Patrícia afirma que a disciplina e o compromisso com os estudos são frutos das atividades realizadas pelo PETI e que as dificuldades do dia-a-dia só deram forças para concretizar seus sonhos. “Sempre tive uma vida difícil, comecei a trabalhar cedo para alimentar a minha família, mas a vontade de crescer, aprender mais e poder transmitir esse conhecimento para outras pessoas superou as dificuldades. Até o último ano do ensino médio, eu ainda não sabia como poderia entrar na faculdade porque nem o dinheiro do transporte eu tinha, mas sabia que ia conseguir”. 
        
Através do Programa Nacional de Educação na Reforma Agrária (PRONERA), Patrícia, Núbia e outros jovens puderam ingressar na universidade e fortalecer as ações de convivência com o Semi-árido, estimulando o desenvolvimento da região e de sua gente. 
        
Emocionada, Núbia diz que a persistência para entrar na faculdade foi fortalecida pelo desejo de mostrar as famílias que lugar de criança é na escola. “Somente quando me dediquei exclusivamente aos estudos consegui dar o primeiro passo para realizar meu sonho: afastar as crianças do trabalho através da conscientização das famílias. Hoje esse é um objetivo em minha vida, pois quero mostrar para as famílias que a educação é a alavanca principal para as mudanças sociais”.
        
Partilhando o aprendizado - O ingresso de Núbia na universidade tem um significado importante para a jovem e a comunidade. “Minha perseverança para estar no espaço acadêmico não é apenas para receber um diploma, mas quero adquirir conhecimento para partilhá-lo com as comunidades rurais, em assentamentos e acampamentos, porque quando o povo detém o conhecimento, ele tem o poder sobre seus direitos e só assim se reduzem as desigualdades sociais”, conta a jovem. 
 
Para Patrícia a entrada no PETI foi o caminho para viver a cidadania. “A  lém de ter acesso à educação de qualidade e contextualizada, comecei a receber uma bolsa-auxílio que proporcionou para minha família condições mais dignas para viver, pois este dinheiro ajudava a comprar principalmente a alimentação e material escolar.

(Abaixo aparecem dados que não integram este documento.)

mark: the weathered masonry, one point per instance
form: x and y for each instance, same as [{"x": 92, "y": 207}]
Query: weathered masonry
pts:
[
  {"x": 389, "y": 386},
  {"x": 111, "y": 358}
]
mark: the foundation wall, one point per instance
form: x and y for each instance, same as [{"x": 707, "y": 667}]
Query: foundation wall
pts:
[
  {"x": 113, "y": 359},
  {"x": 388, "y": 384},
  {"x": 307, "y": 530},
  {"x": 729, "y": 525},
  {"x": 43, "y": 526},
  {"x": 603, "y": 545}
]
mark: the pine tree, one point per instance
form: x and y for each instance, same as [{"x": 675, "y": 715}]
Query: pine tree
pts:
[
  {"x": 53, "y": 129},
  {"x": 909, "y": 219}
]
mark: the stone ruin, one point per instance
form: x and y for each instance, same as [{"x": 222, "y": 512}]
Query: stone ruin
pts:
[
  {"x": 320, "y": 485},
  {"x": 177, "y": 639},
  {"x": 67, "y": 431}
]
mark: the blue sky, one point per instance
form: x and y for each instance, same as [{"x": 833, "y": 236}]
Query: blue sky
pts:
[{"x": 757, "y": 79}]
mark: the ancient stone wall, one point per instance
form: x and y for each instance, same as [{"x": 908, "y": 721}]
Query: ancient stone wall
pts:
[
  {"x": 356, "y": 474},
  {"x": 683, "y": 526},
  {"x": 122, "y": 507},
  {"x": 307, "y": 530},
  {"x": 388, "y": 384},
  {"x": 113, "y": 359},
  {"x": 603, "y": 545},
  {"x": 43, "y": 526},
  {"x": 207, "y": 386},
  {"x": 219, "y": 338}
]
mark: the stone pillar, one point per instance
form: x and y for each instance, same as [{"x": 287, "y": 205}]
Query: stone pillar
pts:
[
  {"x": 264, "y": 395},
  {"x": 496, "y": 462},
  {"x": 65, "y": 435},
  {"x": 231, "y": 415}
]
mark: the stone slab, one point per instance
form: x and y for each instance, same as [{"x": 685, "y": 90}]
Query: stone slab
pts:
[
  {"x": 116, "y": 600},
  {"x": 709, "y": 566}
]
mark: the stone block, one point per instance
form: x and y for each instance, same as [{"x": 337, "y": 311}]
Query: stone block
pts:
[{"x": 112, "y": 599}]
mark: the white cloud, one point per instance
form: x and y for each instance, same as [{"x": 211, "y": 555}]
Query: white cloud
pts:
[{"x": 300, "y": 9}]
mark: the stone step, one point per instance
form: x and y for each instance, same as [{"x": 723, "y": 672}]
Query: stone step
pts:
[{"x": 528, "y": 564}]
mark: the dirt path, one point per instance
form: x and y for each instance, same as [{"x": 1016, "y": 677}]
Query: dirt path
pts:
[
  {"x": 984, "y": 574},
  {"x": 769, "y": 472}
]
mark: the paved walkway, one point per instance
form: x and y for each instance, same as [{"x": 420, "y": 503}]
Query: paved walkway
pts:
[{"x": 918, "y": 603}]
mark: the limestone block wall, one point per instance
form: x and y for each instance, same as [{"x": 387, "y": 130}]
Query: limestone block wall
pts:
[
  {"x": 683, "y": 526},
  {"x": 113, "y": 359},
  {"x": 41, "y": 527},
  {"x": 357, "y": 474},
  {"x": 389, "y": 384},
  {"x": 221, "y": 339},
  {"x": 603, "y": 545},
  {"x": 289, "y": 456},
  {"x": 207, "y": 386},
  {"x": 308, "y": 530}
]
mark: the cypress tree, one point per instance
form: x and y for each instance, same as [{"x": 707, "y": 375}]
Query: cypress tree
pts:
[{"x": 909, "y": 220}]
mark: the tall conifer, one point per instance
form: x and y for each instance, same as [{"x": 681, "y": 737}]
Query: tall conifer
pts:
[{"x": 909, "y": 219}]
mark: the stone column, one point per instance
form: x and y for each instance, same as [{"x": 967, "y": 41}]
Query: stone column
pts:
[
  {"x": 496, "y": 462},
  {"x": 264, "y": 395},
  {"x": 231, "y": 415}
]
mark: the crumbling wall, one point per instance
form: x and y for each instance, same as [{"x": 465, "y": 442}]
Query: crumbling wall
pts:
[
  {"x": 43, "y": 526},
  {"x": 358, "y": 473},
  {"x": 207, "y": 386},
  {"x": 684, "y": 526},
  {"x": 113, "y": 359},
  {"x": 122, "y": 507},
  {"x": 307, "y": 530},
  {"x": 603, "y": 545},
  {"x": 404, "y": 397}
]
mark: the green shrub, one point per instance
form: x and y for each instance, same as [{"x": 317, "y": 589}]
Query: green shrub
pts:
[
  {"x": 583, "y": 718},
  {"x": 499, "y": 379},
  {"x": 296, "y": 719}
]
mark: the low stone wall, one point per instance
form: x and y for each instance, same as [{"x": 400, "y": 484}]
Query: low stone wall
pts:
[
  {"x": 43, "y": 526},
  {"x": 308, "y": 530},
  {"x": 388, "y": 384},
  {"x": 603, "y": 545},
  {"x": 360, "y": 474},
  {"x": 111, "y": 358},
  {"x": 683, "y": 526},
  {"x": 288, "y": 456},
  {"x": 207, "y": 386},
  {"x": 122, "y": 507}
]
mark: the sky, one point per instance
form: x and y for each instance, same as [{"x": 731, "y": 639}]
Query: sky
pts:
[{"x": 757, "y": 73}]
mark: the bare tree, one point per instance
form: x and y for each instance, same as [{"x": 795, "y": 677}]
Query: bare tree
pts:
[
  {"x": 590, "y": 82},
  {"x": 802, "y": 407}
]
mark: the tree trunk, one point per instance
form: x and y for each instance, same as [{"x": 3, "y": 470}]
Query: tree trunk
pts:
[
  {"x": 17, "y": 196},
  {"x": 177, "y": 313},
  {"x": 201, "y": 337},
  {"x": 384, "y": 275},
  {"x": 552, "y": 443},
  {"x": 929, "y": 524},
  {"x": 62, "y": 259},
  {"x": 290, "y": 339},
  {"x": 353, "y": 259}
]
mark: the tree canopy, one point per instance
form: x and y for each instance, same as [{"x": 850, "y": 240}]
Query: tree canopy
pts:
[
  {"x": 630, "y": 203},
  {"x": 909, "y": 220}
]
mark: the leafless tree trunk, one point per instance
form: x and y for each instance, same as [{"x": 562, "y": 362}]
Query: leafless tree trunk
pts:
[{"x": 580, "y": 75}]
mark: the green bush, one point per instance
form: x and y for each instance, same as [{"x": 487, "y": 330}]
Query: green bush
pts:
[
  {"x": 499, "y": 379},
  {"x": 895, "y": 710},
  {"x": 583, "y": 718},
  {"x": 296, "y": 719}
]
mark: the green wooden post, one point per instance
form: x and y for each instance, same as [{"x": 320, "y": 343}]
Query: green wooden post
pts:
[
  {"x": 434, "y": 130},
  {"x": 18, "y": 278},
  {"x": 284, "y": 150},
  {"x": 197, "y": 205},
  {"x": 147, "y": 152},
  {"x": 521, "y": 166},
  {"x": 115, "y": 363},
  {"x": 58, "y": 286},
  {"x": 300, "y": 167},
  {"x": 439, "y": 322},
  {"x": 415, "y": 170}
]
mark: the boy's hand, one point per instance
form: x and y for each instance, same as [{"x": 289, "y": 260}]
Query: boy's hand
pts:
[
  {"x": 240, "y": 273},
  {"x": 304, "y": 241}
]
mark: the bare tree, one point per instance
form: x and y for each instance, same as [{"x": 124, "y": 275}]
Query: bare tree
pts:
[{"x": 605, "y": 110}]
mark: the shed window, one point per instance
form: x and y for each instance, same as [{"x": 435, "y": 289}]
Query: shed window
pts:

Todo conhecimento que adquiri na jornada ampliada tenho que agradecer as professoras do PETI que se empenharam para me ajudar a ser cidadã e agora quero retribuir formando cidadãos através da minha profissão”, revela. 
        
A jovem Núbia, que está ensinando na comunidade de Nova Palmares, acredita que o direito de freqüentar a escola é um dos instrumentos que pode mudar de forma positiva os caminhos percorridos por uma criança que já sofreu na colheita e corte do sisal, como a maioria dos jovens e adultos na Região Sisaleira.
 
“Muitas crianças estão voltando ao trabalho e se distanciando da escola. Por isto, os educadores precisam fortalecer as ações do PETI para que as crianças vivenciem as atividades do Baú de Leitura, interpretem as peças teatrais que contem a sua realidade e possam ter a mesma oportunidade que eu e outros colegas tivemos de dar continuidade aos nossos estudos”, ressalta Núbia.